NASM-SR


NASM–SR or Naval Anti-Ship Missile–Short Range is the first indigenous air-launched anti-ship missile being developed by the Defence Research and Development Organisation for the Indian Navy. The missile is manufactured by Adani Defence & Aerospace under DcPP programme.
NASM-SR features lock-on after launch with automatic target selection. The missile can strike in sea skimming and lofted trajectory mode. It supports fire-and-forget operation in all weather conditions, day or night. Re-targeting is available through two-way datalink.

Development

Since 1980s, the Indian Navy has been using Sea Eagle anti-ship missile on its Westland Sea King Mk.42B multipurpose helicopter.

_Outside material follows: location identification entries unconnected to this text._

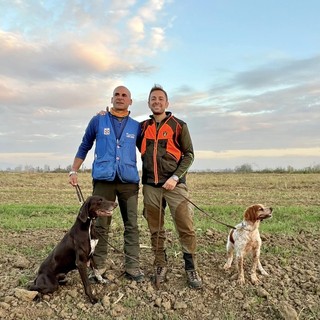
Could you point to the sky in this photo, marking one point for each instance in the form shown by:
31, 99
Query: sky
244, 75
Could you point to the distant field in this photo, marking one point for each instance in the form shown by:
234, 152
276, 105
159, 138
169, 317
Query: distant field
210, 189
37, 209
222, 195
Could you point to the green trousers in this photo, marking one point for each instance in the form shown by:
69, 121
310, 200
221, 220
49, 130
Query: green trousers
126, 195
155, 201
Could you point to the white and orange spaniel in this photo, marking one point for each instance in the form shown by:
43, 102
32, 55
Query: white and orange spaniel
246, 239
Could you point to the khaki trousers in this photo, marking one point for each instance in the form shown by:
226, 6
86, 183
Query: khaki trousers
127, 197
155, 201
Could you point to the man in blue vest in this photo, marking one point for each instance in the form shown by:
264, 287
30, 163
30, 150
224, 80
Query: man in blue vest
115, 175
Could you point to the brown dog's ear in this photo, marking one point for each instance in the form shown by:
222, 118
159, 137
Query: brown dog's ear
84, 211
250, 214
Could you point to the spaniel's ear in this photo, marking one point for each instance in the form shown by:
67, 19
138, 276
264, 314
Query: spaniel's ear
251, 214
84, 211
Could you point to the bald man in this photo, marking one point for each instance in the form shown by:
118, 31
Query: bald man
115, 177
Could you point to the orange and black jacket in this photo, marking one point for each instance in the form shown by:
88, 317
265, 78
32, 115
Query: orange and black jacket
166, 149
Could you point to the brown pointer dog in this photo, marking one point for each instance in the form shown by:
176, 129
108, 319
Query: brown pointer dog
246, 239
74, 250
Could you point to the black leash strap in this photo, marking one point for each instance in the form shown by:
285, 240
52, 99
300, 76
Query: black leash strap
79, 193
207, 214
81, 200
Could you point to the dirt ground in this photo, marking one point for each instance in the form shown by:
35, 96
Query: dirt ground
291, 291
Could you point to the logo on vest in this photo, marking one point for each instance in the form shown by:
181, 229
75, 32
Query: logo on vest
130, 135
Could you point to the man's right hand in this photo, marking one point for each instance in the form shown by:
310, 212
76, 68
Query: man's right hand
73, 178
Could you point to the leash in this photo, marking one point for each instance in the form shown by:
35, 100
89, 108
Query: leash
79, 193
81, 200
157, 278
207, 214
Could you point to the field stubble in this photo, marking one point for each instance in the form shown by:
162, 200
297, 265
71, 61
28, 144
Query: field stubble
289, 253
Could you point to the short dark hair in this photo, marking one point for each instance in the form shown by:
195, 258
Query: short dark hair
157, 87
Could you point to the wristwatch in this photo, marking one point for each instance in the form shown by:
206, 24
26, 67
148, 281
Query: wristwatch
175, 178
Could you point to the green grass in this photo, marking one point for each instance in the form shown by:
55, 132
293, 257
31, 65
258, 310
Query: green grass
285, 220
22, 217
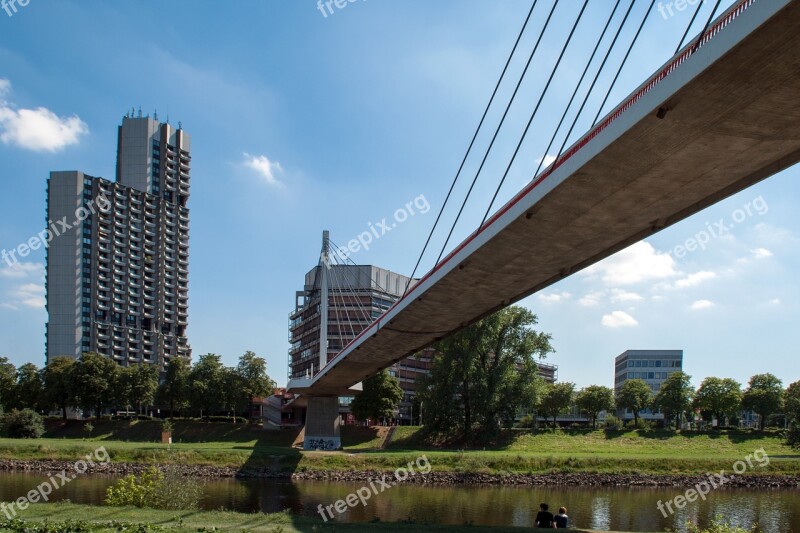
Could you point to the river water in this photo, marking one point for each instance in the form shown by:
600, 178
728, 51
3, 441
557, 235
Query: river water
617, 509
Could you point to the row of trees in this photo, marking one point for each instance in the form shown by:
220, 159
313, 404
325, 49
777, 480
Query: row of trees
486, 374
95, 383
718, 398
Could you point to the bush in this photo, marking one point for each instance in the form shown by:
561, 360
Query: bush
229, 419
25, 424
525, 422
156, 490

The NASM-SR is intended as a replacement for the Sea Eagle missile which restricted flight range and increased take-off weight. The development of NASM-SR was made public for the first time in 2018 by the then Minister of Defence Nirmala Sitharaman. Fund of for the development was also allocated in the same year.
The missile is being developed by multiple DRDO labs including Research Centre Imarat, Defence Research and Development Laboratory, High Energy Materials Research Laboratory and Terminal Ballistics Research Laboratory.
The NASM-SR can be easily adapted to launch from ships and land-based vehicles. DRDO is speculated to be developing a long range version of it for attacking land targets. As the Sea King Helicopters are being phased out, the NASM-SR will be equipped on Indian Navy's newly acquired MH-60R naval helicopters.

Design

The design and specifications of the new missile was revealed at the DefExpo 2020. The specification showed Mach 0.8 capable air launched anti-ship missile with a range of 55 km. The missile has an indigenous Imaging Infra-Red seeker immune to jamming and state-of-the-art navigation system.
As reported, the missile is equipped with indigenous fibre-optic gyroscope-based inertial navigation system and a radar altimeter for mid-course guidance, along with an integrated avionics module, electro-mechanical actuators for aerodynamic and jet vane control, thermal batteries, and a PCB warhead.
The missile features human-in-the-loop system. It allows the pilot of the helicopter to launch the missile in bearing-only lock-on after launch mode towards a large target over a "specified zone of search" and later, in the terminal phase, locking onto a "smaller hidden target" improving the accuracy of the missile. The missile is also equipped high-bandwidth two-way datalink to relay live images from its seeker to the pilot for the in-flight retargeting. These features were operationally demonstrated in 2025.